International Journal of Economic Behavior and Organization
Volume 4, Issue 5, October 2016, Pages: 40-44

Financial Liquidity Variance Analysis of Select Steel Companies in India

M. Krishnamoorthi

Department of Management Studies, Priyadarshini Engineering College, Vaniyambadi, India

Email address:

To cite this article:

M. Krishnamoorthi. Financial Liquidity Variance Analysis of Select Steel Companies in India. International Journal of Economic Behavior and Organization. Vol. 4, No. 5, 2016, pp. 40-44. doi: 10.11648/j.ijebo.20160405.11

Received: September 8, 2016; Accepted: January 6, 2017; Published: February 1, 2017


Abstract: To fulfill of the daily needs of company, management should think seriously about Liquidity position. Working Capital help to which a business remains in working on its operation. Liquidity position remains important for any business. The role of working capital in business is similar to that the heart in the human body. Funds are the life blood of business operation. Liquidity are rotated to various business activities through proper working capital management and any difficulty in the smooth flow of funds which may causes serious problem in business operations. Financial liquidity variance analysis of select steel companies in India is analysed and it concludes that the financial liquidity management occupies an significant place in financial management. The companies belong to same industry maintain different position of financial liquidity level and they have never received so much attention as in recent years.

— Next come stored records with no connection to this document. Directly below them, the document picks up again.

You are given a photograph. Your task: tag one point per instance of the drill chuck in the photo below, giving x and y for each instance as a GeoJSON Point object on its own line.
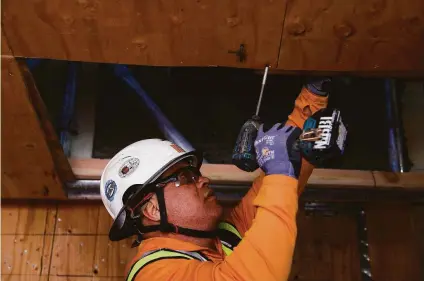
{"type": "Point", "coordinates": [244, 154]}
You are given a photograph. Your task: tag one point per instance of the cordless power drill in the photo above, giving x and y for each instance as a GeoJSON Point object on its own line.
{"type": "Point", "coordinates": [323, 138]}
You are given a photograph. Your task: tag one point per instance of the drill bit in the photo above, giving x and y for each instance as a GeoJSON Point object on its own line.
{"type": "Point", "coordinates": [262, 89]}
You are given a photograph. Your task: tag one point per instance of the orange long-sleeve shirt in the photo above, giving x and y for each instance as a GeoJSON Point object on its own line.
{"type": "Point", "coordinates": [266, 219]}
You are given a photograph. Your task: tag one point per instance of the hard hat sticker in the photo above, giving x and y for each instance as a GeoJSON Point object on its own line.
{"type": "Point", "coordinates": [110, 189]}
{"type": "Point", "coordinates": [177, 148]}
{"type": "Point", "coordinates": [128, 167]}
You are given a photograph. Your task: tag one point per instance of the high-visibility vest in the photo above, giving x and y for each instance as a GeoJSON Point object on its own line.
{"type": "Point", "coordinates": [227, 233]}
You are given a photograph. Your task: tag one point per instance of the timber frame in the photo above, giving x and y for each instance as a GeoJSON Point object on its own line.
{"type": "Point", "coordinates": [23, 100]}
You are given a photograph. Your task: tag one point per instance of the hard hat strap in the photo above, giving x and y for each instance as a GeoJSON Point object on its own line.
{"type": "Point", "coordinates": [167, 227]}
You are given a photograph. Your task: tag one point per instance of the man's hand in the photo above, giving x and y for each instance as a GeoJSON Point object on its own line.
{"type": "Point", "coordinates": [275, 153]}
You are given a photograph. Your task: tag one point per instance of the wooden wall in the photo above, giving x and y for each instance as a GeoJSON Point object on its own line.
{"type": "Point", "coordinates": [68, 242]}
{"type": "Point", "coordinates": [320, 35]}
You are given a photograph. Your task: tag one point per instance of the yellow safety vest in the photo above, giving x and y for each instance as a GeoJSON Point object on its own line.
{"type": "Point", "coordinates": [227, 233]}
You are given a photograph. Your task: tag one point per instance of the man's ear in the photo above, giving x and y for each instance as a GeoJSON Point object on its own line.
{"type": "Point", "coordinates": [151, 209]}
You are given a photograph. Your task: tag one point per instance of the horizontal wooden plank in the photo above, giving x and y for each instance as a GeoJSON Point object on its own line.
{"type": "Point", "coordinates": [91, 168]}
{"type": "Point", "coordinates": [178, 33]}
{"type": "Point", "coordinates": [28, 169]}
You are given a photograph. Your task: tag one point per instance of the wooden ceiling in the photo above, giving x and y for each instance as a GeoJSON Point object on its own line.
{"type": "Point", "coordinates": [377, 36]}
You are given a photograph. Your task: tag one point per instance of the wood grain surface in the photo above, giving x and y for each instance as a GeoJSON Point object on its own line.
{"type": "Point", "coordinates": [178, 33]}
{"type": "Point", "coordinates": [91, 168]}
{"type": "Point", "coordinates": [395, 233]}
{"type": "Point", "coordinates": [354, 35]}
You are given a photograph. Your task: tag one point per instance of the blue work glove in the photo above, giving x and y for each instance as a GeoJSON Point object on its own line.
{"type": "Point", "coordinates": [275, 153]}
{"type": "Point", "coordinates": [320, 87]}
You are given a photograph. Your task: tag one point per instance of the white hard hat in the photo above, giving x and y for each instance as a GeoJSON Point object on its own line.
{"type": "Point", "coordinates": [138, 164]}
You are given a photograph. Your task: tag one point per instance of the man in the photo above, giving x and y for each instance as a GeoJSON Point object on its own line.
{"type": "Point", "coordinates": [154, 190]}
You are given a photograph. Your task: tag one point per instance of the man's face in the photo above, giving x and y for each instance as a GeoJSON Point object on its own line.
{"type": "Point", "coordinates": [191, 205]}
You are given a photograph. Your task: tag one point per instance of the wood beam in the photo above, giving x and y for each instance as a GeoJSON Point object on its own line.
{"type": "Point", "coordinates": [167, 33]}
{"type": "Point", "coordinates": [353, 35]}
{"type": "Point", "coordinates": [321, 178]}
{"type": "Point", "coordinates": [33, 164]}
{"type": "Point", "coordinates": [349, 36]}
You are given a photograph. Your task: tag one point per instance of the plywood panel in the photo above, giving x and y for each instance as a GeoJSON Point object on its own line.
{"type": "Point", "coordinates": [326, 248]}
{"type": "Point", "coordinates": [73, 255]}
{"type": "Point", "coordinates": [28, 169]}
{"type": "Point", "coordinates": [395, 239]}
{"type": "Point", "coordinates": [354, 35]}
{"type": "Point", "coordinates": [77, 218]}
{"type": "Point", "coordinates": [179, 33]}
{"type": "Point", "coordinates": [26, 218]}
{"type": "Point", "coordinates": [112, 258]}
{"type": "Point", "coordinates": [23, 278]}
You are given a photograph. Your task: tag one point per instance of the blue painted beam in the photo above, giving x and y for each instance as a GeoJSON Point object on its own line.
{"type": "Point", "coordinates": [166, 127]}
{"type": "Point", "coordinates": [395, 144]}
{"type": "Point", "coordinates": [68, 109]}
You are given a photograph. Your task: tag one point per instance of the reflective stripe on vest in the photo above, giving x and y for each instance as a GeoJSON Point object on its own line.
{"type": "Point", "coordinates": [158, 255]}
{"type": "Point", "coordinates": [228, 235]}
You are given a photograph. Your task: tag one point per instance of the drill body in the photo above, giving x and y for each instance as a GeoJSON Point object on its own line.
{"type": "Point", "coordinates": [244, 154]}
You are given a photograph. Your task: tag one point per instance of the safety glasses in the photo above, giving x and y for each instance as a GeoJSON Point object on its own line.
{"type": "Point", "coordinates": [185, 175]}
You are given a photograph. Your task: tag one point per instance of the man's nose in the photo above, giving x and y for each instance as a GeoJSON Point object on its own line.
{"type": "Point", "coordinates": [202, 182]}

Keywords: Liquididty, Working Capital, Current Assets, Current Liability, Cash, Operation


1. Introduction

The Indian Iron and Steel industry contributes significantly to the overall growth and development of the economy. As per the estimation of the ministry of steel, the industry today directly contributes to 2% of India’s GDP. To satisfy the daily needs of an industrial unit, management should think seriously about Working Capital. Working Capital is such of capital that with the help of which a business remains in working condition. It remains live for any business units, To fulfill of the daily needs of company, management should think seriously about Liquidity position. Working Capital help to which a business remains in working on its operation. Liquidity position remains important for any business. The role of working capital in business is similar to that the heart in the human body. Funds are the life blood of business operation. Liquidity are rotated to various business activities through proper working capital management and any difficulty in the smooth flow of funds which may causes serious problem in business operations. Financial liquidity variance analysis of select steel companies in India is analysed and it concludes that the financial liquidity management occupies a significant place in financial management.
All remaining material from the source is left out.